Monday, January 18, 2010

MK Narayanan and Shekhar Dutt are not alone in Raj Bhawans. Who are India’s other officers-turned Governors now?

WITH the appointment of former bureaucrats as Governors of two Indian states recently, the government has made it very clear that rewards for good work could be doled out to former civil servants as well. Despite CPI(M)’s unhappiness over former IPS and current national security advisor (NSA) MK Narayanan’s selection as the West Bengal governor, the appointment of both Mr Narayanan and former defence secretary Shekhar Dutt who will now move to Raj Bhavan in Chhatisgarh has created hopes for some of the top bureaucrats in the country. In addition to West Bengal and Chhatisgarh, there are a number of Raj Bhawans in the country which are today occupied by former officers. Here are some of the officers-turned governors in addition to Mr Narayanan and Mr Dutt.

Dr Shivinder Singh Sidhu, Governor of Goa
Born on October 13, 1929, Dr Sidhu, an IAS officer of 1952 batch, has done his masters in economics from the Delhi School of Economics, and later got his PhD from Kanpur university. His major postings included district magistrate in Kanpur and secretary to the Government of India. He was the chairman of Air India and Indian Airlines, and later became secretary general of International Civil Aviation Organization (ICAO), Canada from 1988 to 1991. His books are “Tourism and Aviation-Airborne for Progress” and “Flight into the Millennium-Aviation and Tourism Symbiosis”.
Contact No: (0832) 2453501, 2453502
Fax : (0832) 2453511

Gurbachan Jagat , Governor of Manipur

A former Punjab cadre IPS officer of 1966 batch, Mr Jagat was appointed as Governor of Manipur on July 1, 2007. A student of English literature, he became the director-general of police in Jammu and Kashmir from February 1997 to December 2000. He was also the DG of the Border Security Force (BSF) before being appointed to the Union Public Service Commission where he moved up to become the chairman.

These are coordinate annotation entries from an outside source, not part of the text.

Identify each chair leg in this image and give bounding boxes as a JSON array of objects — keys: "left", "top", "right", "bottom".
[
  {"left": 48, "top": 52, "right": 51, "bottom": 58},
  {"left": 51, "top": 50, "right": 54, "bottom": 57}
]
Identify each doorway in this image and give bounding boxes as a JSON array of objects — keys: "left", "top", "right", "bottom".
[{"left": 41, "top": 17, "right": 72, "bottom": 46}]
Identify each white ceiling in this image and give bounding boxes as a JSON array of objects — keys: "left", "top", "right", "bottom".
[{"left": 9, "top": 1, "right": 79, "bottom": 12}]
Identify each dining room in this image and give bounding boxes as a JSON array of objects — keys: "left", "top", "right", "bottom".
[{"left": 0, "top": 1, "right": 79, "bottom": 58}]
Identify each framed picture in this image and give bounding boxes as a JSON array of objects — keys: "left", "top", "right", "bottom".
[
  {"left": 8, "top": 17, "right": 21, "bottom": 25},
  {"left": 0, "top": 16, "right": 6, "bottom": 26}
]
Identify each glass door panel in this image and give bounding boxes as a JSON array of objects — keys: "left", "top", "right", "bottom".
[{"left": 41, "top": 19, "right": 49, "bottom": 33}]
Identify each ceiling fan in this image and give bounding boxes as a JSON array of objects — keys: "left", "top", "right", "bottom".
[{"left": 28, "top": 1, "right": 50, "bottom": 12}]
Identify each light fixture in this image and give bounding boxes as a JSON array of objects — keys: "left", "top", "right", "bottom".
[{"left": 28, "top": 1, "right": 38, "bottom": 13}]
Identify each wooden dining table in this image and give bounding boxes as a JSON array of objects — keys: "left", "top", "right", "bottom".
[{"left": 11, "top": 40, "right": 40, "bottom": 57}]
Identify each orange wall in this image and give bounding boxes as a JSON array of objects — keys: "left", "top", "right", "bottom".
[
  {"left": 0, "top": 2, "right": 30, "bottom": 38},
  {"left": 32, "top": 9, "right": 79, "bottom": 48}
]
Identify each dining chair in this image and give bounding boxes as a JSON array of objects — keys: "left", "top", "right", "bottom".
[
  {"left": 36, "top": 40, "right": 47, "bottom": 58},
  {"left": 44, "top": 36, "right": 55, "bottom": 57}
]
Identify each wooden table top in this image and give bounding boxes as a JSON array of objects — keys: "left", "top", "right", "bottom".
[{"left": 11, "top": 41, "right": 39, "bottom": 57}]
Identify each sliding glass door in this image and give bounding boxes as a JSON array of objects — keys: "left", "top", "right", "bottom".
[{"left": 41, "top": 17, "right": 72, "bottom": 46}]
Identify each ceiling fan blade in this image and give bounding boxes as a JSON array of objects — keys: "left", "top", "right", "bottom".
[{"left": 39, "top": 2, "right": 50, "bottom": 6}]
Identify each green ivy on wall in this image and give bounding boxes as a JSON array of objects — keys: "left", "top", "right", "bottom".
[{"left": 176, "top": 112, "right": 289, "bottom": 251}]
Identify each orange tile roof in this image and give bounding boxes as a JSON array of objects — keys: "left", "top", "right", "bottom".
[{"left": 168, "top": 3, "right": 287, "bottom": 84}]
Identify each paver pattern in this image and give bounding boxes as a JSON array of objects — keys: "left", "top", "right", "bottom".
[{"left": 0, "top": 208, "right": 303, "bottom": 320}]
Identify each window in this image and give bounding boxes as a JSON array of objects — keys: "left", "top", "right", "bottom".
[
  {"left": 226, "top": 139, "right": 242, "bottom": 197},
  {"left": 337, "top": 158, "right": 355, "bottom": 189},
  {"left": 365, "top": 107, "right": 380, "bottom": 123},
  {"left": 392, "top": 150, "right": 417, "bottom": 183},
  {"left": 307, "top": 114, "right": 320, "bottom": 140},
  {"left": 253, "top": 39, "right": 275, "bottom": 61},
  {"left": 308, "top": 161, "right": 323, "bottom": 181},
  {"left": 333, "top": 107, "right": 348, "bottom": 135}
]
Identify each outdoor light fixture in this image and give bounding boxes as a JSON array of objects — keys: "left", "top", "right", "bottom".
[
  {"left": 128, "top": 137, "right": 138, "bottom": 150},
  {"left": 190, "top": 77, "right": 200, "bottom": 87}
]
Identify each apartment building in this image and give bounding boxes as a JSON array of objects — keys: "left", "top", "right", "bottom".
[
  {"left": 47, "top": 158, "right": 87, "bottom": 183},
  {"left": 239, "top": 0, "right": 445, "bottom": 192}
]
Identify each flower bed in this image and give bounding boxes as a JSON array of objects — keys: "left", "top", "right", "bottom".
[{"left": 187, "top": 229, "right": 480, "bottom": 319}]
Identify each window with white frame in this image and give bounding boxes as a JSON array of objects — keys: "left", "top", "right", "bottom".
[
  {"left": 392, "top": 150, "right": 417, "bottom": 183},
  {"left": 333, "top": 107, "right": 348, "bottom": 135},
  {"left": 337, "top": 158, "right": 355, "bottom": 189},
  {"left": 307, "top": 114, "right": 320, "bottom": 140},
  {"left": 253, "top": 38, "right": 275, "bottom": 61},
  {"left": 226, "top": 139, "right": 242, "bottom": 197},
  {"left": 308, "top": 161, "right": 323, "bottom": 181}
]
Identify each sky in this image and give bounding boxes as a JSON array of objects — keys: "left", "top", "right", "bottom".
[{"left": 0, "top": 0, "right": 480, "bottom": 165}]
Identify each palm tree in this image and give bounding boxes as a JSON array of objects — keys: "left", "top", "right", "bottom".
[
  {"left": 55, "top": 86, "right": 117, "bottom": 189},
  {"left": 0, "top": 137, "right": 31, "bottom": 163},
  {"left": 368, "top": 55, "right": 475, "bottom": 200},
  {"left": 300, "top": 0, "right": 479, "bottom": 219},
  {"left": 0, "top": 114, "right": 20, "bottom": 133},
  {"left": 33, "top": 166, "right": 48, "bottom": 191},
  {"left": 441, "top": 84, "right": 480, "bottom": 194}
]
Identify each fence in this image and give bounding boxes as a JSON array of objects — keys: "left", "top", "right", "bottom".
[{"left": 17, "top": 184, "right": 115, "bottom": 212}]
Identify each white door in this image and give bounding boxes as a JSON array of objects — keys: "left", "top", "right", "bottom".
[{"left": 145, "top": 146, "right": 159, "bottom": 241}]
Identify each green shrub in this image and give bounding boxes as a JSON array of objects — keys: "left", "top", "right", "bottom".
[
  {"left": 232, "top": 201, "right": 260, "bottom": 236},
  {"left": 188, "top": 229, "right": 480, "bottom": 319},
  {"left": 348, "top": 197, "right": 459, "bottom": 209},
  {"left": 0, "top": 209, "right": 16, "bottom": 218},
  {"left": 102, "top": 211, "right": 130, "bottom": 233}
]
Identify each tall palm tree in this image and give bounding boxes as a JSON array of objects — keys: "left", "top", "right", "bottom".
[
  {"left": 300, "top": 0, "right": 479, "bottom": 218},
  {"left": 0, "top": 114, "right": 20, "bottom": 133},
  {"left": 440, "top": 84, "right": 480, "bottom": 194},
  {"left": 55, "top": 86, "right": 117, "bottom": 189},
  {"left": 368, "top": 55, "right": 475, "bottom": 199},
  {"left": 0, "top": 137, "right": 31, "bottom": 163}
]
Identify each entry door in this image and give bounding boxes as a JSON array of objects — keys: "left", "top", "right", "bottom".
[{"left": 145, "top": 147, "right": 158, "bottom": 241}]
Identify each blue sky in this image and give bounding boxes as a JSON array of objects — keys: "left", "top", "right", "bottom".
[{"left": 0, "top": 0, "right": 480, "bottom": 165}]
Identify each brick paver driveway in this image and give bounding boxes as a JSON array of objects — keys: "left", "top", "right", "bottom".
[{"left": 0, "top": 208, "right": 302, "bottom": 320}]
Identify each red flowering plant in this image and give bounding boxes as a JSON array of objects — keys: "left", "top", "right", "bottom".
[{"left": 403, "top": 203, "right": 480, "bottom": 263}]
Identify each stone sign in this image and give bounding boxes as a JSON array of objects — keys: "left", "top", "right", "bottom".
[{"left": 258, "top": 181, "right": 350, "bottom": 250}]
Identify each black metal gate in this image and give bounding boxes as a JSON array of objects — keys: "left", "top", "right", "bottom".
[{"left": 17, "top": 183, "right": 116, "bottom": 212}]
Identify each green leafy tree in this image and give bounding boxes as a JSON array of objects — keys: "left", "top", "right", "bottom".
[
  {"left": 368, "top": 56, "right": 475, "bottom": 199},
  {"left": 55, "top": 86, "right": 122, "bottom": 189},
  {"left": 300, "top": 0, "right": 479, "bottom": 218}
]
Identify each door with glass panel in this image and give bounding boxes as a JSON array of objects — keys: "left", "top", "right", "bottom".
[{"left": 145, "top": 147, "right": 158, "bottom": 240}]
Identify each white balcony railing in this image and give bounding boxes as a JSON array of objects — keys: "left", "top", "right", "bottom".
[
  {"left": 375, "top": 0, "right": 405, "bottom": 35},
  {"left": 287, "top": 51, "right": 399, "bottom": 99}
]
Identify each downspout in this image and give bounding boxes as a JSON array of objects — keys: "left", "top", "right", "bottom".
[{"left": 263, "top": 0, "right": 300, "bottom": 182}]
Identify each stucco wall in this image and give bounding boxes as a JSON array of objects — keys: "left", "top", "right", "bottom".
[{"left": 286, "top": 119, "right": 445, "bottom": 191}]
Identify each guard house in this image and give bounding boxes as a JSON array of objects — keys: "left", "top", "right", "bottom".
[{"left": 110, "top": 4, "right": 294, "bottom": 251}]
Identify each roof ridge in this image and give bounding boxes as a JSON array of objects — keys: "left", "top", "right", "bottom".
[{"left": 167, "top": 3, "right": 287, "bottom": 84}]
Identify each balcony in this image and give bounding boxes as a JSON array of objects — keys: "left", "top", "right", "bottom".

Ranjit Shekhar Mooshahary, Governor of Meghalaya

A Kerala cadre IPS officer of 1967 batch, Mr Mooshahary had a brilliant career in police service, and went up in the ladder to become Kerala’s director general of police and then DG of prestigious National Security Guards (NSG) and the Border Security Force (BSF). He also worked in cabinet secretariat. He assumed the office of the Governor of Meghalaya on July 1, 2008, getting the rare distinction of becoming the first and only bureaucrat-turned governor from the North-East.

Lieutenant Gen Madan Mohan Lakhera, Governor of Mizoram
Born in 1937 and educated at the Rashtriya Indian Military College, Dehradun, Lt Gen Lakhera took part in Goa operation (1961) and Indo-Pak wars of 1965 and 1971. He was awarded Param Vishist Seva medal by the President of India on January 1, 1995. He took over as the Governor of Mizoram on July 25, 2006.
Contact details: Telephone No 0389-2322262; 2323200

Nikhil Kumar, Governor of Nagaland
Born on July 15, 1941, Mr Kumar is a former IPS officer of 1963 batch and son of former Bihar chief minister Satyendra Narayan Sinha. An MA in history, he moved up in the police career to become Delhi police commissioner, special secretary in ministry of home affairs and the Director-General of the Indo-Tibetan Border Police (ITBP) and National Security Guards (NSG). His brother in Law is Rajya Sabha MP NK Singh, a 1964 batch IAS officer of the Bihar cadre, who had earlier served as revenue secretary and principal secretary to the Prime Minister.

Balmiki Prasad Singh, Governor of Sikkim

Born on January 1, 1942, BP Singh became a lecturer in post-graduate department of political science in Patna University at the age of 19 years. An IAS of 1964 batch, this Assam cadre officer was a Queen Elizabeth Fellow in UK’s Oxford University in 1989-90. He was the Union culture secretary and later became the home secretary. In 1999-02 he became the Executive Director of the World Bank.


  1. That means, if stars favour home secretary Gopal Pillai and defence secretary Pradeep Kumar may finally move to Raj Bhawans 10 years from now.

  2. In a poor country like ours where millions of people are not sure from where the next meal would come, it is criminal to incurr huge expenditure for the governors. What has the institution done to deserve a big house, free food, servants , cars and a huge salary to top it all. They live, enjoy and die at the expenses of the taxpayers. The example of N D Tewari is glaring in the faces of all and he has been allowed to go scot free. Will anyone answer why?